Sygnały o rezygnacji z przymusowego przewalutowania docierały już zresztą od jakiegoś czasu. Zupełnie inną wizję rozwiązania problemu kredytów walutowych Andrzej Duda miał w kampanii wyborczej. - Uważam, że te kredyty mogłyby być przewalutowane według kursu, po jakim były brane - mówił wówczas.

Protest osób mających kredyty w frankach szwajcarskichProtest osób mających kredyty w frankach szwajcarskich MIECZYSŁAW MICHALAK

Jak komentuje w rozmowie z „Rzeczpospolitą” Witold Orłowski, doradca ekonomiczny PwC, obligatoryjne przewalutowanie wszystkich kredytów „byłoby niebezpieczne dla sektora, a dodatkowo narażało państwo na procesy sądowe”. Także agencje ratingowe podkreślały, że projekt przeliczenia kredytów frankowych na złote jest jednym z największych zagrożeń inwestycyjnych Polski.

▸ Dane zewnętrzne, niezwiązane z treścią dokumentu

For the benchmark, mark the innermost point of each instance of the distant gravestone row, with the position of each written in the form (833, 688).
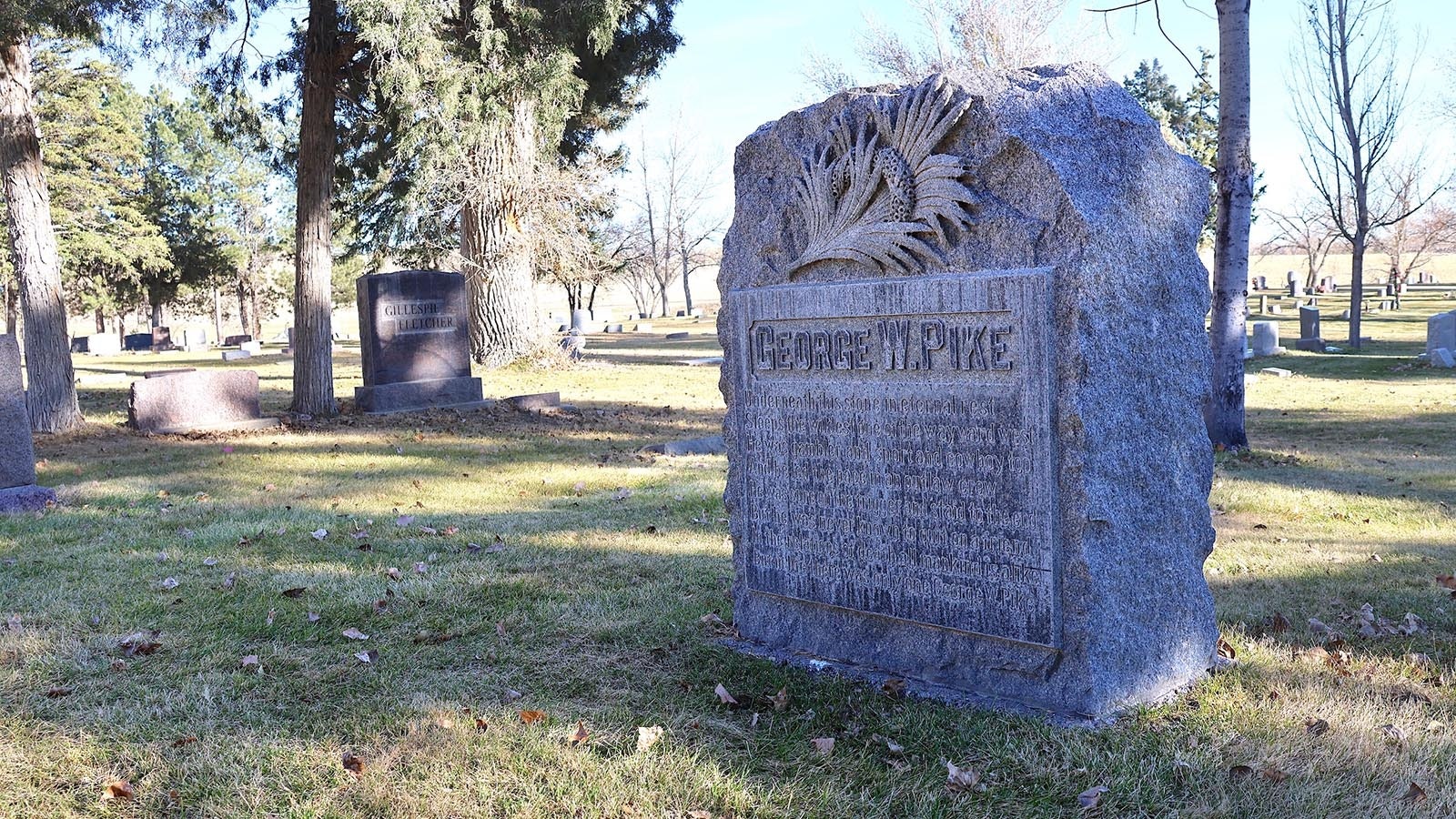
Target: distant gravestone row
(943, 442)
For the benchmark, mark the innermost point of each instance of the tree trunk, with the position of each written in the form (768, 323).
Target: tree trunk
(688, 290)
(499, 274)
(1223, 413)
(33, 249)
(494, 248)
(313, 261)
(1356, 286)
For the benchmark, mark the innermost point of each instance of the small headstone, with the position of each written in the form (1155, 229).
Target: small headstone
(18, 490)
(1441, 331)
(197, 401)
(415, 341)
(1266, 339)
(574, 344)
(921, 486)
(535, 402)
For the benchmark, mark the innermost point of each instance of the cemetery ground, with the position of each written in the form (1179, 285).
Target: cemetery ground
(186, 637)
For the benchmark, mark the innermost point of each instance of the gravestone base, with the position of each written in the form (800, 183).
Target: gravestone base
(434, 394)
(25, 499)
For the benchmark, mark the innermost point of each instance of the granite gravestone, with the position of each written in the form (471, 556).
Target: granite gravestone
(186, 401)
(415, 341)
(18, 490)
(946, 462)
(1309, 339)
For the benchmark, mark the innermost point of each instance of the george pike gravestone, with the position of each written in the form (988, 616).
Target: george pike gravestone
(18, 490)
(946, 460)
(415, 341)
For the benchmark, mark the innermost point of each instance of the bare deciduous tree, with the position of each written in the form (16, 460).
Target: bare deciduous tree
(1305, 230)
(1349, 104)
(968, 41)
(676, 220)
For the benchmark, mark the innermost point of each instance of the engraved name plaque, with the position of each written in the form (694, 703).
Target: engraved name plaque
(893, 450)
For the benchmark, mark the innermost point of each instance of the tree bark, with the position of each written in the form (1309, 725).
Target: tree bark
(1223, 413)
(313, 261)
(497, 254)
(51, 397)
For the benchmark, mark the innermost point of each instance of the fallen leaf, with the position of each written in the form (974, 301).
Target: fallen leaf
(781, 700)
(960, 780)
(648, 736)
(1414, 794)
(1091, 797)
(118, 790)
(580, 734)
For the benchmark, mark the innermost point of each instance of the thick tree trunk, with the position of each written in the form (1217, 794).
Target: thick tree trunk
(497, 254)
(1356, 286)
(33, 249)
(1223, 413)
(313, 263)
(499, 271)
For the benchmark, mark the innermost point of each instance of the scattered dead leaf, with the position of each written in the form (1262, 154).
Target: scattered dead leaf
(723, 695)
(648, 736)
(1091, 797)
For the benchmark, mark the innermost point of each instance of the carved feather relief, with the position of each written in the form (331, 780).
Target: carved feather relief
(878, 194)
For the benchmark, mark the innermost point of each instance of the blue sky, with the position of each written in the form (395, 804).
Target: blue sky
(742, 65)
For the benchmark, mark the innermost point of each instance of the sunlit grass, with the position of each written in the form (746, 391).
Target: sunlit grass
(542, 554)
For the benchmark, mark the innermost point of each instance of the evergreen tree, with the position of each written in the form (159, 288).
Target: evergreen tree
(94, 165)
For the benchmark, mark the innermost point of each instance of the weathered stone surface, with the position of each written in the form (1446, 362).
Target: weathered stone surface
(197, 399)
(946, 460)
(415, 341)
(1441, 331)
(16, 448)
(1266, 339)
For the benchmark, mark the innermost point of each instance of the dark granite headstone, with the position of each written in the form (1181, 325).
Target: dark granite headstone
(179, 401)
(415, 341)
(946, 462)
(18, 490)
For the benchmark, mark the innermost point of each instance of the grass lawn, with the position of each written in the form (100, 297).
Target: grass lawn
(526, 581)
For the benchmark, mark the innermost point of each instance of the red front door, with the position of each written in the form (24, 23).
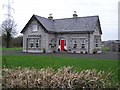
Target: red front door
(62, 45)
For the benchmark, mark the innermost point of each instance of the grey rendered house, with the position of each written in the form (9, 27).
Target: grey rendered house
(75, 35)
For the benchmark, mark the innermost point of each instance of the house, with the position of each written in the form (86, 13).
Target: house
(75, 35)
(114, 45)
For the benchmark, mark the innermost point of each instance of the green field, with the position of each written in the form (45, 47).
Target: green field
(79, 64)
(56, 62)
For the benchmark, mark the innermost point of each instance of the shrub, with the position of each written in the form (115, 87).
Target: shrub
(65, 77)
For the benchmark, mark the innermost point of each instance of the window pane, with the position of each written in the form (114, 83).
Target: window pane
(34, 28)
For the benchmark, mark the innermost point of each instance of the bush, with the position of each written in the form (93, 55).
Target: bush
(64, 77)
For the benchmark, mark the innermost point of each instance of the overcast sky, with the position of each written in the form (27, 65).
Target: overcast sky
(106, 9)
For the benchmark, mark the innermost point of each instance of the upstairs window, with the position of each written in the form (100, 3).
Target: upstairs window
(31, 43)
(34, 28)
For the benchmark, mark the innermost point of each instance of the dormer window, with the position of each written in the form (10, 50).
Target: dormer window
(34, 28)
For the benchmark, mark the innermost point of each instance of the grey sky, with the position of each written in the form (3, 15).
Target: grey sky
(106, 9)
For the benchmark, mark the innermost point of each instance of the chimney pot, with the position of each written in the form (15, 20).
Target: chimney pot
(50, 17)
(75, 15)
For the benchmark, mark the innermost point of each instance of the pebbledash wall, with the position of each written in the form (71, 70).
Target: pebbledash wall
(44, 40)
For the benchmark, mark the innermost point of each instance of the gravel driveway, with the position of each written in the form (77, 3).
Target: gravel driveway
(104, 55)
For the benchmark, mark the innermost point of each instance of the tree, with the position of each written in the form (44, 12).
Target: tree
(8, 31)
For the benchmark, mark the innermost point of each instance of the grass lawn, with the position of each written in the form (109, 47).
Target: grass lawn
(10, 49)
(56, 62)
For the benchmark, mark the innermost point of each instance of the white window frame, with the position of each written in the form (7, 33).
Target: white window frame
(34, 28)
(31, 42)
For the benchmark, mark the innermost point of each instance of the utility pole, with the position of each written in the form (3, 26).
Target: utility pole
(9, 10)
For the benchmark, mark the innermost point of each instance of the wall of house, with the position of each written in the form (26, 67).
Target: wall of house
(69, 42)
(30, 34)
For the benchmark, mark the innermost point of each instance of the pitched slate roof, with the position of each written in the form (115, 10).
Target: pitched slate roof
(68, 25)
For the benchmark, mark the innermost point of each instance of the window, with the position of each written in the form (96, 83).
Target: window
(34, 28)
(75, 46)
(31, 43)
(96, 45)
(37, 43)
(83, 46)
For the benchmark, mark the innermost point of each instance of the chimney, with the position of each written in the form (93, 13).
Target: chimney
(75, 15)
(50, 17)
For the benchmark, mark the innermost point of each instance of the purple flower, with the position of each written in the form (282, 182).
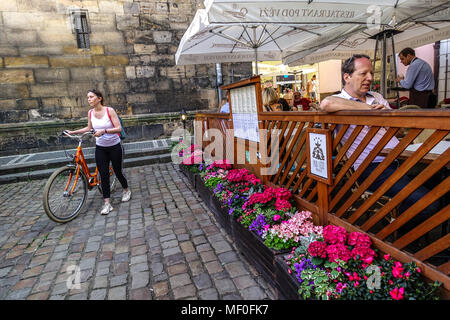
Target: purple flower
(258, 225)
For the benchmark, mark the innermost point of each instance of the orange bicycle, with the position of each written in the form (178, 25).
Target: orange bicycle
(66, 191)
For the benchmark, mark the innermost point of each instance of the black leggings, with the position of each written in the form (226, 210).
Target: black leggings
(103, 155)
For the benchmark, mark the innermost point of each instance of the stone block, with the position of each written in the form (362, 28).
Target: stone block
(13, 116)
(53, 37)
(172, 72)
(110, 60)
(162, 85)
(13, 91)
(23, 20)
(114, 73)
(140, 98)
(49, 90)
(162, 36)
(8, 51)
(107, 38)
(101, 22)
(52, 75)
(130, 72)
(8, 6)
(111, 6)
(117, 87)
(163, 59)
(131, 8)
(116, 100)
(118, 49)
(66, 102)
(162, 8)
(22, 38)
(16, 76)
(41, 5)
(70, 61)
(27, 104)
(80, 88)
(144, 48)
(145, 71)
(47, 50)
(87, 74)
(7, 104)
(143, 36)
(127, 22)
(74, 50)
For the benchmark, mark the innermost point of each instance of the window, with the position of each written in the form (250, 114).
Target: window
(80, 27)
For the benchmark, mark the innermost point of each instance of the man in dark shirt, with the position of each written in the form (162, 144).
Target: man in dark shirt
(419, 79)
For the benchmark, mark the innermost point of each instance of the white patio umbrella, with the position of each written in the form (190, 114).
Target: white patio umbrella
(252, 30)
(410, 26)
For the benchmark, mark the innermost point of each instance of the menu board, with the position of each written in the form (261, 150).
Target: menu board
(245, 113)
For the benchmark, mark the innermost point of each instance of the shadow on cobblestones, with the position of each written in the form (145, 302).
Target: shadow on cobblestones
(164, 244)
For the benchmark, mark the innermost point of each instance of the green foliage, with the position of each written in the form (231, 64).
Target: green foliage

Projekt ustawy frankowej trafi teraz do Parlamentu. Nie wygląda jednak na to, aby sprawa miała być tam procedowana priorytetowo. - Nadal nie mamy wiarygodnej wiedzy na temat wielkości kredytów, tego jak są one spłacane, tego kiedy były one zaciągnięte. Nie możemy brać odpowiedzialności za sektor bankowy. Nie może być tak, że uchwalimy coś, czego skutków nie znamy - mówił na początku lipca Henryk Kowalczyk, szef Komitetu Stałego Rady Ministrów.